The Maine Service Centers Coalition, which is comprised of 26 cities and towns, said that because subdivisions must comply with the approved uses established in the settlements, “the reporting requirement in L.D. 110 would be redundant and add yet another state-required administrative task onto the workloads of our staffs, who are already stretched thin.”

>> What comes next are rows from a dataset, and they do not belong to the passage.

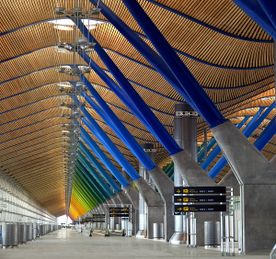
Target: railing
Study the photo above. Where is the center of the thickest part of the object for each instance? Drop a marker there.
(273, 253)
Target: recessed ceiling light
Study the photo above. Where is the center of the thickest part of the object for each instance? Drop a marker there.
(67, 24)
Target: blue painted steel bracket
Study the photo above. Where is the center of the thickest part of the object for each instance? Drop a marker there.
(215, 152)
(260, 143)
(112, 120)
(137, 106)
(101, 156)
(112, 149)
(189, 85)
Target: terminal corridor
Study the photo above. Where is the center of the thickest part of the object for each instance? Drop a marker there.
(67, 244)
(148, 124)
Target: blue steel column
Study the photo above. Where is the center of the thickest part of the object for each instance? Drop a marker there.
(185, 134)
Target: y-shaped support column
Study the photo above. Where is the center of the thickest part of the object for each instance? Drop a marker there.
(186, 171)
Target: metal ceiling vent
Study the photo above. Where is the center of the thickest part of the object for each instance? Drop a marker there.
(81, 45)
(75, 70)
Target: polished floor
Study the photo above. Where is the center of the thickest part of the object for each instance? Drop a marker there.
(68, 244)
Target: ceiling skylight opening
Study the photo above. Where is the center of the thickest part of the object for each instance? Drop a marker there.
(67, 24)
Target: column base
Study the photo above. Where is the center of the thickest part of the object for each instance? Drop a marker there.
(141, 234)
(178, 238)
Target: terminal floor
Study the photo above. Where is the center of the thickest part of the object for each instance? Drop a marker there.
(68, 244)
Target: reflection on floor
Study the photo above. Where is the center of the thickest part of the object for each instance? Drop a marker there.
(69, 244)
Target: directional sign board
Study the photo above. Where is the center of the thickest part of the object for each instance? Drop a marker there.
(119, 212)
(199, 199)
(98, 217)
(200, 190)
(182, 209)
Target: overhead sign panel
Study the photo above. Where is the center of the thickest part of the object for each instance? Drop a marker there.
(182, 209)
(200, 190)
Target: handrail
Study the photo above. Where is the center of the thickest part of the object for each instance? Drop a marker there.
(272, 254)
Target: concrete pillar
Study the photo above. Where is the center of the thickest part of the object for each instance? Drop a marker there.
(148, 214)
(185, 165)
(133, 195)
(185, 134)
(257, 180)
(143, 209)
(154, 204)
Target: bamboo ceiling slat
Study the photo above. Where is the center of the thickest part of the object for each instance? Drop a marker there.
(213, 13)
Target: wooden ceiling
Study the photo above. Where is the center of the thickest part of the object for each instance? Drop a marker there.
(227, 52)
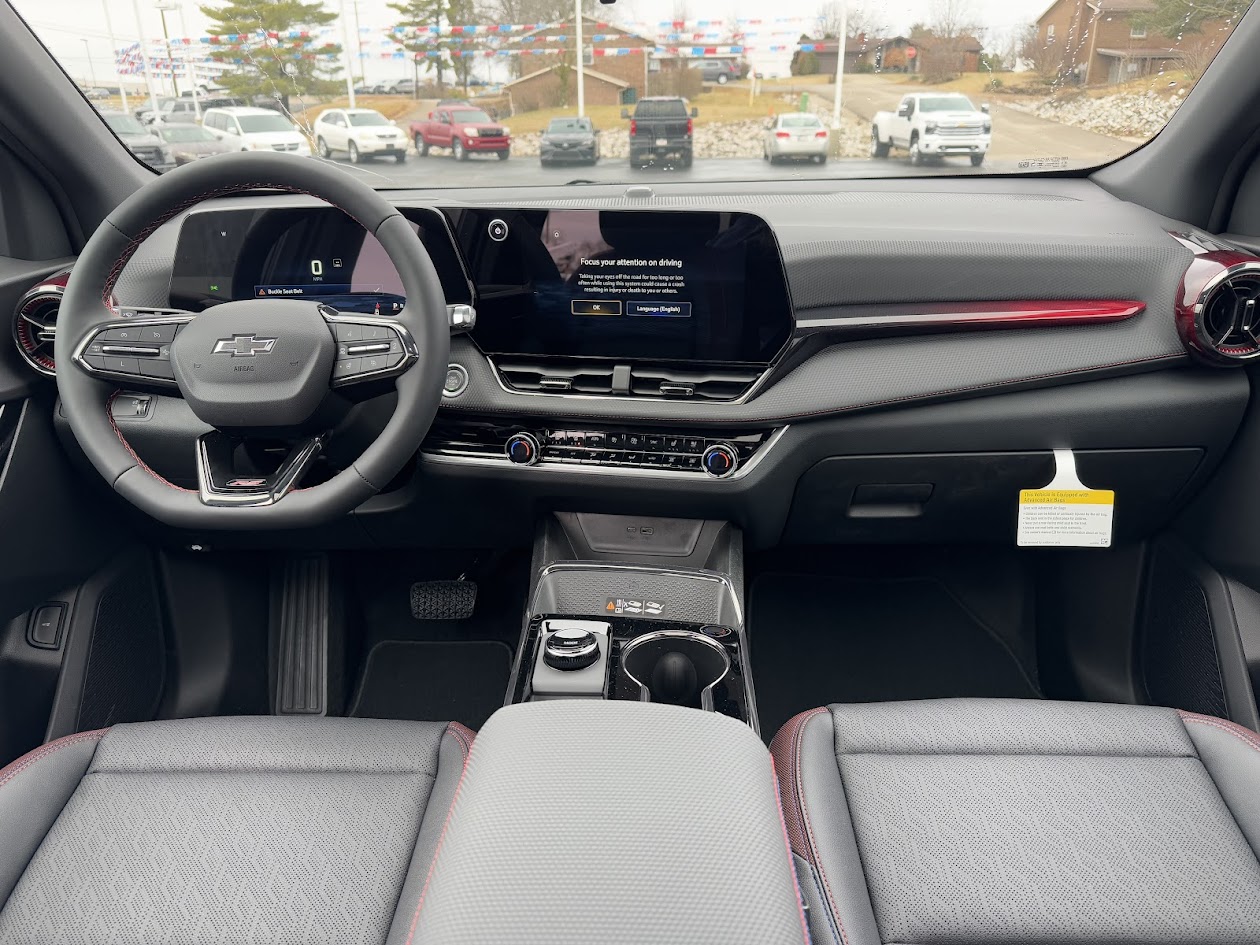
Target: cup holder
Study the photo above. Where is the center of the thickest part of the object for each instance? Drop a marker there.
(675, 667)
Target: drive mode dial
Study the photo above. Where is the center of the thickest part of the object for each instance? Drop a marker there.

Last year, the attorney general’s office put nearly $2.5 million of its funds toward a resource center based at the University of Southern Maine’s Catherine Cutler Institute. The Maine Opioid Settlement Support Center, or MOSS Center, began offering technical support to subdivisions in September, from how to set up a grant proposal to providing data for needs assessments, director Dr. Lindsey Smith and outreach and communications coordinator Jennah Godo told The Monitor last month.

Over the next several months, the center is working on launching data dashboards detailing how the Maine Recovery Council, the attorney general’s office and the subdivisions are spending their money.

This will fulfill the recovery council’s obligation in the MOU to publish a publicly facing dashboard on spending and outcomes. Subdivisions will submit their data on an entirely voluntary basis, however.

Brendan O’Neil, the assistant attorney general in charge of the opioid settlements, told lawmakers at the work session that the MOSS Center’s work with subdivisions, including their spending surveys, could potentially fulfill the reporting requirements in L.D. 110.